The industry has been talking for years about how agencies and brands need to evolve their MOs, and how those that don’t will be left behind in programmatic and data’s dust as the likes of Google and Amazon recast roles and priorities. Despite all that being acknowledged (grudgingly), we are still shocked when legacy agency brands go dark. On an intellectual level, we’re not really surprised, but on a gut level, it’s a reality check – or blow.

So Q1 has been a sobering news cycle. While digesting the folding of Y&R into Taxi, the closure of Lowe Roche and the absorption of TBWA into Juniper Park (amid headlines about falling stocks), it’s hard not to brood over what’s next.

But beyond the obvious dark thoughts about careers in drone fleet management, is it also a sign that the industry has tipped towards what the pundits have been calling for – reinvention?

Over at Juniper Park they’ve been quietly taking on the world from Toronto, leading work globally due to differentiated abilities in areas like design. The shop was originally set up as an alternative model, staffed with skill sets that at the time were not the typical agency mix, like journalists and a broader swathe of design experts. It worked. Juniper Park\TBWA CEO Jill Nykoliation says the merger was needed because they couldn’t grow fast enough organically to meet the demands.

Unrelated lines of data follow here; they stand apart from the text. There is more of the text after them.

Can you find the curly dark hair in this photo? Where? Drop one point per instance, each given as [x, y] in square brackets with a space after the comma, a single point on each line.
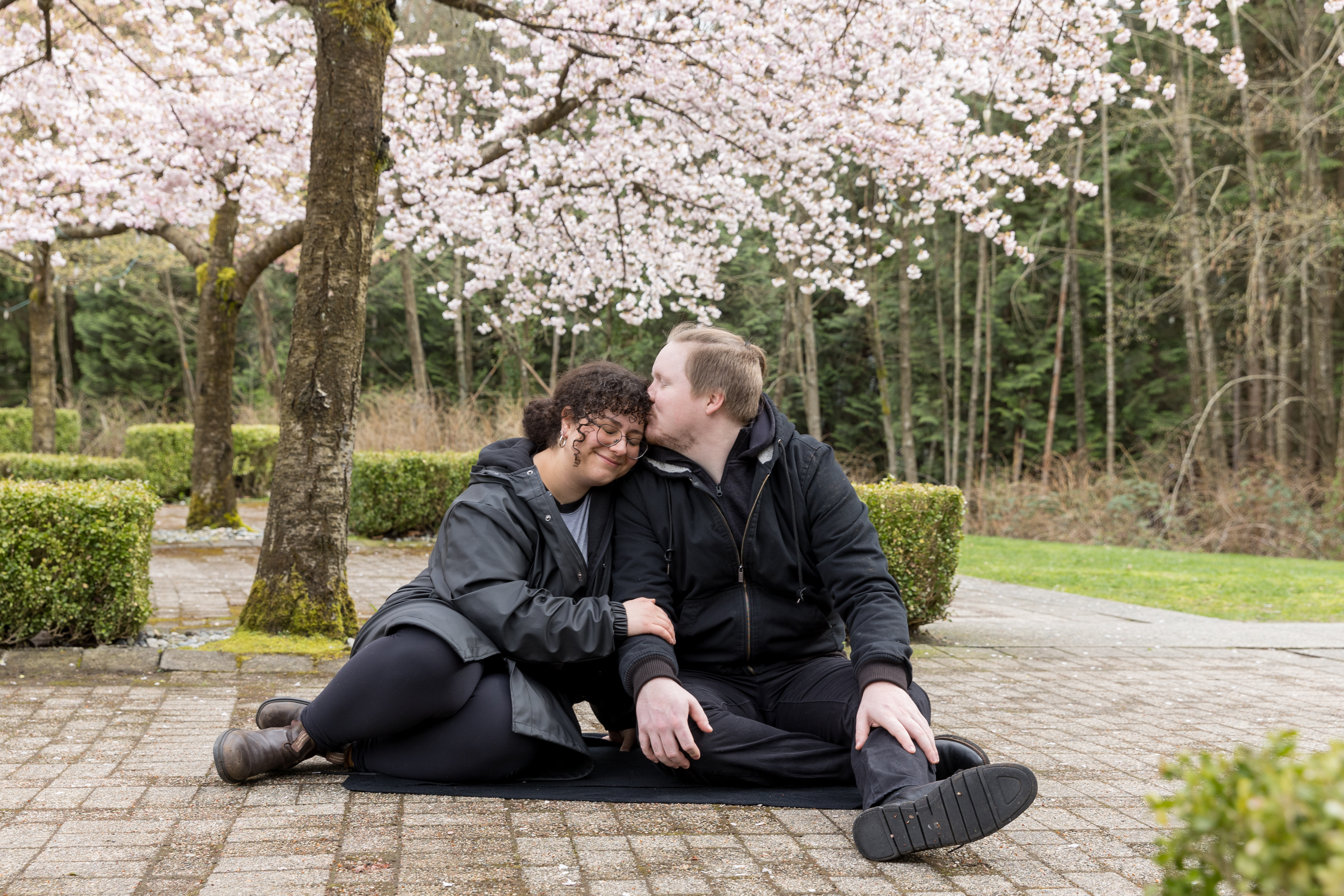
[589, 390]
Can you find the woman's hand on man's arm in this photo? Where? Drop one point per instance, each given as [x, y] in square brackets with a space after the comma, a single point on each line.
[646, 617]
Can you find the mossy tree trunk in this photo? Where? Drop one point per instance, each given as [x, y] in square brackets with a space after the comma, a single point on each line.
[214, 503]
[222, 287]
[300, 585]
[42, 332]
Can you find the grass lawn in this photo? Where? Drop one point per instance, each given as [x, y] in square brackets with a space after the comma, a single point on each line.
[1229, 586]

And they’re not the only shop that’s been successful on the world stage. Leo Burnett Toronto’s CEO/CCO Judy John’s creative lead on “#LikeAGirl” is a prominent example of collaboration, and there are a lot more of those stories. The innovation at indies, like PR shop North Strategic’s video arm Notch or Zulu Alpha Kilo’s content studio Zulubot, is also a sign that reinvention is well underway. Signs of more disruptive reinvention – BETC just launched a record label with Universal’s Polydor; Collective Digital Studio was launched by a former talent agent and now Canada’s TV nets are in the MCN space, why not agencies?

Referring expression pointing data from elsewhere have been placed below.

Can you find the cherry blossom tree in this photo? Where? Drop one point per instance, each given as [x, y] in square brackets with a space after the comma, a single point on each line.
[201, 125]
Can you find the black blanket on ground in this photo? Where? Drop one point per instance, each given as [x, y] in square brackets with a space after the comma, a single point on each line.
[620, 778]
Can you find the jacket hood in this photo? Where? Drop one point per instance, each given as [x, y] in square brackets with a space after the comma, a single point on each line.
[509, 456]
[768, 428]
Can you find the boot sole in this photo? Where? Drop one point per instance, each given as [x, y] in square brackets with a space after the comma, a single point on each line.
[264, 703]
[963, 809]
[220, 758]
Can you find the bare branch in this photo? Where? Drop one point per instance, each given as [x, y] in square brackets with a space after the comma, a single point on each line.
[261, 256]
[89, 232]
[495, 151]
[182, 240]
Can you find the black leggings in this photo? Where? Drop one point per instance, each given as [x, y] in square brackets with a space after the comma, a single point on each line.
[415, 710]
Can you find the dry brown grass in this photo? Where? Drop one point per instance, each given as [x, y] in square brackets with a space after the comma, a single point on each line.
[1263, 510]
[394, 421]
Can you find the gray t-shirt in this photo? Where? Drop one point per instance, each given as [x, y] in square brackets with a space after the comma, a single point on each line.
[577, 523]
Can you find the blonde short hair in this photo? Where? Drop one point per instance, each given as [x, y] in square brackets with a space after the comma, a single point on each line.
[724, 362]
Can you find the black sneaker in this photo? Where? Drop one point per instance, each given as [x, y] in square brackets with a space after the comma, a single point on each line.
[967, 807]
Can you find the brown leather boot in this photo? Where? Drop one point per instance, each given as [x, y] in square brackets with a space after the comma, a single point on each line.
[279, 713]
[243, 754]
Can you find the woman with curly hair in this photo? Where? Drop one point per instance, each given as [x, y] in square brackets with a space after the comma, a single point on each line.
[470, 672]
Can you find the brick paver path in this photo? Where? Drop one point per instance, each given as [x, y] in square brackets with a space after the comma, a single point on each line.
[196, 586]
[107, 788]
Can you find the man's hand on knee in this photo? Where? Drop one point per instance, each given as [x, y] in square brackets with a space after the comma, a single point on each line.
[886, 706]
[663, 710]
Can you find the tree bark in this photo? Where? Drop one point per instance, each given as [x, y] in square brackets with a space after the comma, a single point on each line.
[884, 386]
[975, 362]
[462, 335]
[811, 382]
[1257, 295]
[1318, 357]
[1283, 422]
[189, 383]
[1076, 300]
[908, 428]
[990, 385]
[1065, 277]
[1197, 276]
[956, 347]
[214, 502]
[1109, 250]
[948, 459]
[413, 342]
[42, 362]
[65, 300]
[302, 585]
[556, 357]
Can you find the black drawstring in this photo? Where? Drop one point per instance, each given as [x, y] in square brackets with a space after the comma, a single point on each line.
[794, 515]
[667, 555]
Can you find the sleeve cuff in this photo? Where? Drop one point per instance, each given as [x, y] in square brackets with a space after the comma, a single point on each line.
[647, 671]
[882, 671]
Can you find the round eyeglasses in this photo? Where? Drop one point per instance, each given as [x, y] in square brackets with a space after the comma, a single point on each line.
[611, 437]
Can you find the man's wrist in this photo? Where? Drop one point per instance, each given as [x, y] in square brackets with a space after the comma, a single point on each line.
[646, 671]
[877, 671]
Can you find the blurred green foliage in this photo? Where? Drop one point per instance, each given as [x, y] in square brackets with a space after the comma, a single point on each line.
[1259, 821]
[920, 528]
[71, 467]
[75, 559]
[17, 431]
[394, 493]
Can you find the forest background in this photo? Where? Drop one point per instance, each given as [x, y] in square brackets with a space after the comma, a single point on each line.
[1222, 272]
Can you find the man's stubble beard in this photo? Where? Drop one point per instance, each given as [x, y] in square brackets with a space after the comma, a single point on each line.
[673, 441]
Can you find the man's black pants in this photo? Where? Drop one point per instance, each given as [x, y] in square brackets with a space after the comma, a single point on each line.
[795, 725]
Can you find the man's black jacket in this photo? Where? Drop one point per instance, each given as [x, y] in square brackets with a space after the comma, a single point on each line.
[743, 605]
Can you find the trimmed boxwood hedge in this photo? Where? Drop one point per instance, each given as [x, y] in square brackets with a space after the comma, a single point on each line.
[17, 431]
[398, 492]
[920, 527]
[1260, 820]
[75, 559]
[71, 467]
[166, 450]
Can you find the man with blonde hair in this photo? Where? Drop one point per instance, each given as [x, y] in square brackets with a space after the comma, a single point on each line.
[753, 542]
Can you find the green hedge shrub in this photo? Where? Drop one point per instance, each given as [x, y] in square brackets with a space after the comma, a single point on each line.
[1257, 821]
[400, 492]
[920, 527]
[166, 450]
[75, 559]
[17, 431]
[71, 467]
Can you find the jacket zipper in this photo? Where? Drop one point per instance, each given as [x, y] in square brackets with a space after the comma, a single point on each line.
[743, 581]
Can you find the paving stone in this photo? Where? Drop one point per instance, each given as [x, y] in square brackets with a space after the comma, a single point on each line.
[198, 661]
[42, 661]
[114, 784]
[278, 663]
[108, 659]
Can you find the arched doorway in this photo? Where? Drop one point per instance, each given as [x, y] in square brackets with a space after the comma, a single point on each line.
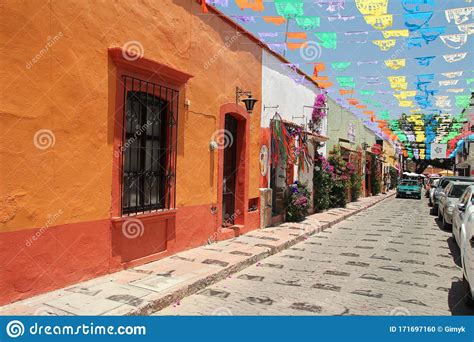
[233, 175]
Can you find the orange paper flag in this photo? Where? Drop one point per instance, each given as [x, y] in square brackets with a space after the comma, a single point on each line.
[274, 20]
[296, 35]
[318, 67]
[255, 5]
[294, 46]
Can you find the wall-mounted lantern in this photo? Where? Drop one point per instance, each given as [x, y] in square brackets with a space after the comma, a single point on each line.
[249, 101]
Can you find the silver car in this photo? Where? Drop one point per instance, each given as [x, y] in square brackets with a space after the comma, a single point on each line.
[448, 199]
[442, 184]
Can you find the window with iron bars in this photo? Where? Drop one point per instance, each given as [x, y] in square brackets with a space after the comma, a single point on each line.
[148, 147]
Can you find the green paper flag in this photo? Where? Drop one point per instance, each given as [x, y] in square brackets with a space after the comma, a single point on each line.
[307, 22]
[289, 8]
[328, 39]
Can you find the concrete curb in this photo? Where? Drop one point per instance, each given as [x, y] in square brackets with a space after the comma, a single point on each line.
[194, 286]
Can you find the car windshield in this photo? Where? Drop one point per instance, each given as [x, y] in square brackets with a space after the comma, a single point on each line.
[457, 190]
[408, 182]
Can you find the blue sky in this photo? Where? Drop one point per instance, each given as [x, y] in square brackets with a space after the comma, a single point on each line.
[348, 51]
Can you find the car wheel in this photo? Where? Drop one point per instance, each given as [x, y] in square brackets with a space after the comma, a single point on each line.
[467, 289]
[445, 224]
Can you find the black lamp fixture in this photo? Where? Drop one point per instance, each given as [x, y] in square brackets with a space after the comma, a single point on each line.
[249, 101]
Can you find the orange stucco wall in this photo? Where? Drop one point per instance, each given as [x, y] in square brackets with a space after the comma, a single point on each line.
[57, 75]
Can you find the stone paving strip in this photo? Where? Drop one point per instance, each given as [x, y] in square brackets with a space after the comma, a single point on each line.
[151, 287]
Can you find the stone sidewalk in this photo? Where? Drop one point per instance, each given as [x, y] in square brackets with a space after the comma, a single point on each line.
[148, 288]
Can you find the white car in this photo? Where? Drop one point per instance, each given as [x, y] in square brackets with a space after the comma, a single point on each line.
[448, 200]
[462, 211]
[467, 258]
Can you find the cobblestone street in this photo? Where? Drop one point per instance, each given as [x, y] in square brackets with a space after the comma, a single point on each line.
[392, 259]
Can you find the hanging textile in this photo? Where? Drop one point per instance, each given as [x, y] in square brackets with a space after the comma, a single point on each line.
[463, 101]
[379, 22]
[279, 48]
[417, 4]
[430, 34]
[395, 33]
[372, 7]
[415, 42]
[458, 39]
[415, 21]
[296, 35]
[446, 83]
[333, 5]
[466, 28]
[254, 5]
[223, 3]
[274, 20]
[318, 67]
[459, 15]
[424, 61]
[395, 64]
[385, 44]
[328, 39]
[289, 9]
[340, 66]
[308, 22]
[294, 46]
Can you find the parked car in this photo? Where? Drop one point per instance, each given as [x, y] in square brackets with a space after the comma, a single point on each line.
[462, 212]
[467, 258]
[448, 200]
[431, 191]
[441, 185]
[429, 184]
[409, 188]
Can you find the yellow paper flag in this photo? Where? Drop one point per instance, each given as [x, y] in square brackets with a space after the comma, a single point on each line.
[395, 33]
[385, 44]
[373, 7]
[379, 22]
[395, 64]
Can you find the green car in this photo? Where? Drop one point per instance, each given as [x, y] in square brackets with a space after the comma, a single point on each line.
[409, 188]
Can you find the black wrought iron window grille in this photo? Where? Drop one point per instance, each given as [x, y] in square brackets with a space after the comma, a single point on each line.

Taxi CCO Paul Lavoie feels the sky won’t fall on the ad business because there are too many smart problem-solvers to let that happen. “Just as Uber and Airbnb have disrupted their industries, expect that to happen in our space as well.”

As focus shifts to new disciplines, a less geo-specific and streamlined agency roster, and more collaboration and consolidation, there will be more casualties. So it’s important to learn from what works now, and act on it to build the right capabilities and credentials. That’s the real reward behind AOY or the CASSIES, and growth area benchmarks like AToMiC and Shopper Innovation Awards.

So congrats to the Brands of the Year and their partners. Today the best creative contribution is a killer strategy – one that not just delivers in Q2, but reinvents a brand for the long haul. Those who invest in that journey, from data and content to VR and whatever sci-fi comes next, will get to the good side of disruption.